Experiments in perforating, punching, piercing, cutting

Experiments in colouring, cutting, folding

Fronts and backs

Action stations

Review at the end of the first session
During the week I spent a happy afternoon working on this, picking up one of my samples and developing it by cutting and pricking a scrap of paper.

Those marks led to thoughts of "Hexenstich" - witches stitch! - also known as herringbone. My mother used it for hemming, and unlike the lazier stitch I use (slip stitch) it's difficult to pull out. 

I wrote a bit about it in my notebook, then made some samples on paper, with a single thread and then with a double thread - which kept tangling. The third, "gone wrong", sample used this tangling process as part of the work, leaving the wonky threads. By then the afternoon sky had darkened and the desk light was on, and the threads cast wonderful shadows. I drew it all as best I could with my soft pencil on the rough paper in the notebook.

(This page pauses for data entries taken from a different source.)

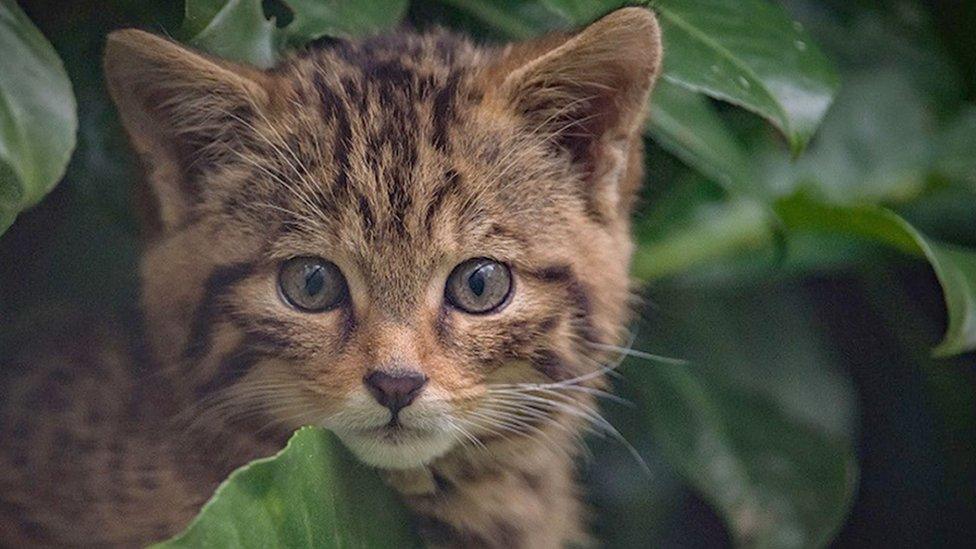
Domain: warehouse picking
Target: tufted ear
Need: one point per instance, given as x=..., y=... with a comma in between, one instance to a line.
x=588, y=91
x=183, y=112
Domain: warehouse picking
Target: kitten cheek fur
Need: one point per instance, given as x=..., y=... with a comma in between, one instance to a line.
x=399, y=155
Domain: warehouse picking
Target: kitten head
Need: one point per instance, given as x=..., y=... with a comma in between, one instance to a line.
x=406, y=240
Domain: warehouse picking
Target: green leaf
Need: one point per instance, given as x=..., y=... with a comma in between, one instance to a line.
x=341, y=18
x=747, y=52
x=685, y=124
x=746, y=423
x=239, y=29
x=874, y=146
x=751, y=54
x=776, y=481
x=311, y=494
x=38, y=119
x=955, y=267
x=956, y=156
x=233, y=29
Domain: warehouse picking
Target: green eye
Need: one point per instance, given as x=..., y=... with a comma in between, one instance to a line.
x=312, y=284
x=479, y=286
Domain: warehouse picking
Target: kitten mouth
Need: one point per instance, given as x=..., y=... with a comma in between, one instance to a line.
x=395, y=432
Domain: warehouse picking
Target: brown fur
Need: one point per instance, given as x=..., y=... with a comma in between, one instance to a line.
x=396, y=158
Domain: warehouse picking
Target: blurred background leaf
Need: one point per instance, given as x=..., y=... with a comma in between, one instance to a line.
x=809, y=343
x=37, y=115
x=311, y=494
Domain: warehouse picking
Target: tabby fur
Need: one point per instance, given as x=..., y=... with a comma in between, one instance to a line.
x=397, y=158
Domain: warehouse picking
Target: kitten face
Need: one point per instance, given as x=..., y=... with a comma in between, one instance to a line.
x=391, y=239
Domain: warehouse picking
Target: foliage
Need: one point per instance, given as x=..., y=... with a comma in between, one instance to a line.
x=311, y=494
x=761, y=423
x=37, y=115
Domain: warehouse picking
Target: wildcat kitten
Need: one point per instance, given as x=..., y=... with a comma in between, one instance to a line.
x=415, y=242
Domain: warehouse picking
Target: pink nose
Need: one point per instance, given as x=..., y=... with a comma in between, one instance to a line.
x=395, y=390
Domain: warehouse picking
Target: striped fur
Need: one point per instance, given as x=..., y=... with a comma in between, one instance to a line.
x=397, y=158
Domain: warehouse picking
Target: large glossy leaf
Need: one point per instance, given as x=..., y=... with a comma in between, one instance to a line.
x=240, y=30
x=776, y=481
x=761, y=430
x=38, y=117
x=684, y=123
x=311, y=494
x=955, y=267
x=747, y=52
x=875, y=146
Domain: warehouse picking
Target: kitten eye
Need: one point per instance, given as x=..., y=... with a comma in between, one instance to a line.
x=479, y=286
x=311, y=284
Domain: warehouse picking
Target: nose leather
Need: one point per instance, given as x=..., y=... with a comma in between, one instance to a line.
x=395, y=390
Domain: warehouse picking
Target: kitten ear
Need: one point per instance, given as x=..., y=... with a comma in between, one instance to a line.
x=182, y=111
x=590, y=90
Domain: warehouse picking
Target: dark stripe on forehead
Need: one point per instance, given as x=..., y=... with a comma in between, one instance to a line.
x=443, y=112
x=333, y=110
x=452, y=180
x=366, y=216
x=215, y=288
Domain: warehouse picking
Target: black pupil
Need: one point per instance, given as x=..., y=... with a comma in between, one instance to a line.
x=314, y=279
x=479, y=278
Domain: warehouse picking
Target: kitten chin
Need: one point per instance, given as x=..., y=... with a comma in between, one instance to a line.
x=398, y=450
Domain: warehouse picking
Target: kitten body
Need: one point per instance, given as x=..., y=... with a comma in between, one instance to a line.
x=395, y=159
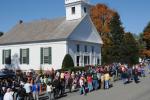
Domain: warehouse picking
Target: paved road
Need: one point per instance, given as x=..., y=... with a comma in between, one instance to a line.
x=132, y=91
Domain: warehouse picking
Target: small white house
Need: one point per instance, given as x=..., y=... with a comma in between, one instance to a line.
x=44, y=43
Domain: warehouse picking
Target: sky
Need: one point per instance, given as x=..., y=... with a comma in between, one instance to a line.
x=135, y=14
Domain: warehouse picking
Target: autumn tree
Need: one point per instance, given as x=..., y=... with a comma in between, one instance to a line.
x=131, y=49
x=117, y=34
x=101, y=16
x=146, y=38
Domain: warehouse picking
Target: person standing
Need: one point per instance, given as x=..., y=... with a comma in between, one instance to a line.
x=27, y=87
x=106, y=78
x=21, y=93
x=8, y=95
x=89, y=81
x=49, y=90
x=35, y=91
x=82, y=85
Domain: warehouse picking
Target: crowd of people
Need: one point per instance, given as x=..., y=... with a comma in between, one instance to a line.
x=55, y=83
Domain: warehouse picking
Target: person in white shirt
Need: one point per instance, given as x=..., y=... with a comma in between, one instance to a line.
x=49, y=90
x=8, y=95
x=27, y=87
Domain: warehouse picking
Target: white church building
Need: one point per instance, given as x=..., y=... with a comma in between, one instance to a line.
x=44, y=43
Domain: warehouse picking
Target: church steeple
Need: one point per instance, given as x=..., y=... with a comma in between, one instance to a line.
x=76, y=9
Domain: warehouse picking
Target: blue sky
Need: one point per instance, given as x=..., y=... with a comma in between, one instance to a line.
x=135, y=14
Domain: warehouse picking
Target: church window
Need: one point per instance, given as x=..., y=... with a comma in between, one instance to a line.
x=73, y=10
x=7, y=56
x=46, y=57
x=24, y=56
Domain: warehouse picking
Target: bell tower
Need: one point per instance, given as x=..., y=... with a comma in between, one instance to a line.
x=76, y=9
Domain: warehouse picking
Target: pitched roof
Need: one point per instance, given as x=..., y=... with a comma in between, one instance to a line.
x=38, y=31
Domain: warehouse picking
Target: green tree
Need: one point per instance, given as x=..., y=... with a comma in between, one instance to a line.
x=101, y=16
x=67, y=62
x=131, y=49
x=117, y=34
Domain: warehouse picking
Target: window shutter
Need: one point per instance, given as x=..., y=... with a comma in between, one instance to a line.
x=50, y=56
x=3, y=57
x=41, y=55
x=28, y=56
x=20, y=56
x=9, y=56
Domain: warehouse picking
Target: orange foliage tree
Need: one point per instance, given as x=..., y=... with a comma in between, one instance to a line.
x=146, y=38
x=101, y=16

That led to the realisation that I needed practice in drawing parallel lines close together, so I took a larger sheet of paper, which had been folded into small squares and some lines stitched -  an experiment abandoned in class. Into each square went a practice drawing, done with the various pens on hand, till the sheet was almost full.
Still practising, I quickly stitched some random stitches in the nice stiff, springy, sometimes intransigent thread, based on Alice Fox's work in the handout - and drew that, with stitches in pen and shadows in pencil, not a particularly successful combination.
Another example in the handout, wrapped work by Ines Seidel, led to wrapping some of the nice thread round folded paper, and drawing that -

And so to class, with all my samples in a folder. We'd been asked to bring in materials to work with, and I'd forgotten, so worked from what I had. 

First the folded paper with practice drawings. I continued stitching along the folds, and was pleased to figure out a way of stitching the vertical  rows that allowed the tucks (formed in the horizontal rows) to be manipulated -
 Two views of the resulting "lampshade" -
The brief for the session was to make two items ... what now? I folded and tore some stiff paper into pieces, and wrapped pairs together with some black thread. Thinking "another lampshade" I sewed them into strips on the machine -
 and then round and round until stopped by the limitations of the arm of the machine -
 The unfinished nature of the tube allows some flexibility of form -

Result: two objects made in three dimensions. Did I "devise a focus, with a visual stimulus, idea or premise, using sketchbook work, photographic information or found materials from which to derive ideas", or was it a matter of do what you can, with what you have, where you are?
Possibilities for "inside/outside"

A flurry of activity in the room

The importance of photography

Display and discussion
Looking forward to resumption of classes in January, meanwhile there's time for "research" (aka browsing the internet) on the term's themes and projects.


Sandy said...

Ah! I see a link between these 'lamp shades' and your ceramic vessels!

Love the drawings of the stitchings.

Charlton Stitcher said...

What a wonderful time you've been having! I envy you the opportunity. What course have you been doing?